| |||
| Home > Instruction Execution > Parallel execution | |||
The VFP11 coprocessor can execute in each of the three pipelines independently of the others and without blocking issue or writeback from any pipeline. Separate LS, FMAC, and DS pipelines enable parallel operation of CDP and data transfer instructions. Scheduling instructions to take advantage of the parallelism that occurs when multiple instructions execute in the VFP11 pipelines can result in a significant improvement in program execution time.
A data transfer operation can begin execution if:
no data hazards exist with any currently executing operations
the LS pipeline is not currently stalled by the ARM1136 processor or busy with a data transfer multiple.
A CDP can be issued to the FMAC pipeline if:
No data hazards exist with any currently executing operations
The FMAC pipeline is available. The pipeline is available if no short vector CDP is executing and no double-precision multiply is in the first cycle of the multiply operation.
No short vector operation with unissued iterations is currently executing in either the FMAC or DS pipeline.
A divide or square root instruction can be issued to the DS pipeline if:
No data hazards exist with any currently executing operations.
The DS pipeline is available. The pipeline is available if no current divide or square root is executing in the DS pipeline E1 stage.
No short vector operation with unissued iterations is executing in the FMAC pipeline.
Table 4.16 shows a case of the VFP11 coprocessor executing instructions in parallel in each of the three pipelines:
a load multiple in the L/S pipeline
a divide in the DS pipeline
a short vector add in the FMAC pipeline.
In this example, the LEN field contains b011, selecting a vector length of four iterations, and the STRIDE field contains b00, for a vector stride of one.
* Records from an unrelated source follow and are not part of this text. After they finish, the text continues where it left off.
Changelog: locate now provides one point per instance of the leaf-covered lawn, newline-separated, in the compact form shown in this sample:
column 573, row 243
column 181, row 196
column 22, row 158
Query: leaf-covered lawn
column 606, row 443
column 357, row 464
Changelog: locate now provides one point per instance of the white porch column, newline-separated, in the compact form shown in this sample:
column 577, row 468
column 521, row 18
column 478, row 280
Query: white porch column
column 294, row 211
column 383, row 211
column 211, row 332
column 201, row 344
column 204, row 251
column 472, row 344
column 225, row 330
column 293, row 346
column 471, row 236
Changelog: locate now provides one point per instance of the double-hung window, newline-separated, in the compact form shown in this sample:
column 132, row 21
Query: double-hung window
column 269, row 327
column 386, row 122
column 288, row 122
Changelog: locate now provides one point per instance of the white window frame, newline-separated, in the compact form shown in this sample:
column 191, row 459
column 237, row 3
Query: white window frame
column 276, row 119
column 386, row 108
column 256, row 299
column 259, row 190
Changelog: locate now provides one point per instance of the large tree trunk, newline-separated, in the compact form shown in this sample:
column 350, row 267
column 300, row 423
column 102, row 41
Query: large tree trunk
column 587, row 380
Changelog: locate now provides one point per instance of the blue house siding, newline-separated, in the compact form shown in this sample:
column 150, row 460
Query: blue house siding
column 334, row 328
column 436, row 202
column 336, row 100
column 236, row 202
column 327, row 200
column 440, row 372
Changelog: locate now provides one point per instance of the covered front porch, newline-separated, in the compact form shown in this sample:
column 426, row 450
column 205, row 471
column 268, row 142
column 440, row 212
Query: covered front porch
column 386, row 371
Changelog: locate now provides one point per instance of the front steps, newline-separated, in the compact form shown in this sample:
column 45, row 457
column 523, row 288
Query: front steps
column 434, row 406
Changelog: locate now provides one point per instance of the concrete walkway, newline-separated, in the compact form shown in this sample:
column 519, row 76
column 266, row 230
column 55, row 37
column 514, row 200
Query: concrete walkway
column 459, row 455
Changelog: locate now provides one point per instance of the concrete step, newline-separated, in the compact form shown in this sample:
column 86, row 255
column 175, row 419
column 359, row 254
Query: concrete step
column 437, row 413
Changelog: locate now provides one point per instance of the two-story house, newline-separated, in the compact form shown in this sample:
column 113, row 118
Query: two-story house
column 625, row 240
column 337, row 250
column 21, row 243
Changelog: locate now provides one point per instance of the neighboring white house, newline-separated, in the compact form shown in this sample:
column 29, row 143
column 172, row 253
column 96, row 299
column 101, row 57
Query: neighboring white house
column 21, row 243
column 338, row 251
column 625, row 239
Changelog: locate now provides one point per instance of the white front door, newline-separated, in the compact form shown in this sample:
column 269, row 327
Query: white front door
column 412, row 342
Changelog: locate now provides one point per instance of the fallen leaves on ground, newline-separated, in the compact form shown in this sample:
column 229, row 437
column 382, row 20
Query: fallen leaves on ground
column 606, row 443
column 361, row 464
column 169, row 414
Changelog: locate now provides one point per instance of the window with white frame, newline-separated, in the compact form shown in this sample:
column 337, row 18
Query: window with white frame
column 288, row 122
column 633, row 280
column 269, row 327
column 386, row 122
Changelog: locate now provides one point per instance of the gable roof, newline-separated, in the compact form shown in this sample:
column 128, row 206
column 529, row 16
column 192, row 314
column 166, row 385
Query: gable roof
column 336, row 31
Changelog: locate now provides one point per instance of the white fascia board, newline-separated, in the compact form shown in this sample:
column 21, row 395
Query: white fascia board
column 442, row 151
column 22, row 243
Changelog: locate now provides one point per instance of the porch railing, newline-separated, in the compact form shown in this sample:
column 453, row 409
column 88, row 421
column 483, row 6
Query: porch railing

Example 4.13. Parallel execution in all three pipelines
FLDM [R4], {S4-S13}
FDIVS S0, S1, S2
FADDS S16, S20, S24
Table 4.16 shows the pipeline progression of the three instructions.
Table 4.16. Parallel execution in all three pipelines
| Instruction cycle number | |||||||||||||||
|---|---|---|---|---|---|---|---|---|---|---|---|---|---|---|---|
| Instruction | 1 | 2 | 3 | 4 | 5 | 6 | 7 | 8 | 9 | 10 | 11 | 12 | 13 | 14 | 15 |
FLDM | D | I | E | M1 | M2 | W | W | W | W | W | - | - | - | - | - |
FDIVS | - | D | I | E1’ | E1 | E1 | E1 | E1 | E1 | E1 | E1 | E1 | E1 | E1 | E1 |
FADDS | - | - | D | I | E1 | E1 | E1 | E1 | E2 | E3 | E4 | E5 | E6 | E7 | W |
In Example 4.13, no
data hazards exist between any of the three instructions. The load multiple can
begin execution immediately, and data is transferred to the register
file beginning in cycle 6. Because the destination is in bank 0,
the FDIVS is a scalar operation and requires one cycle
in the FMAC pipeline E1 stage. If the FDIVS was a short
vector operation, the FADDS could not begin execution
until the last FDIVS iteration passed the FMAC E1 pipeline
stage. The FADDS is a short vector operation and requires
the FMAC pipeline E1 stage for cycles 5-8.
E1’ is the first cycle in E1 and is in both FMAC and DS blocks. Subsequent E1 cycles represent the iteration cycles and occupy both E1 and E2 stages in the DS block.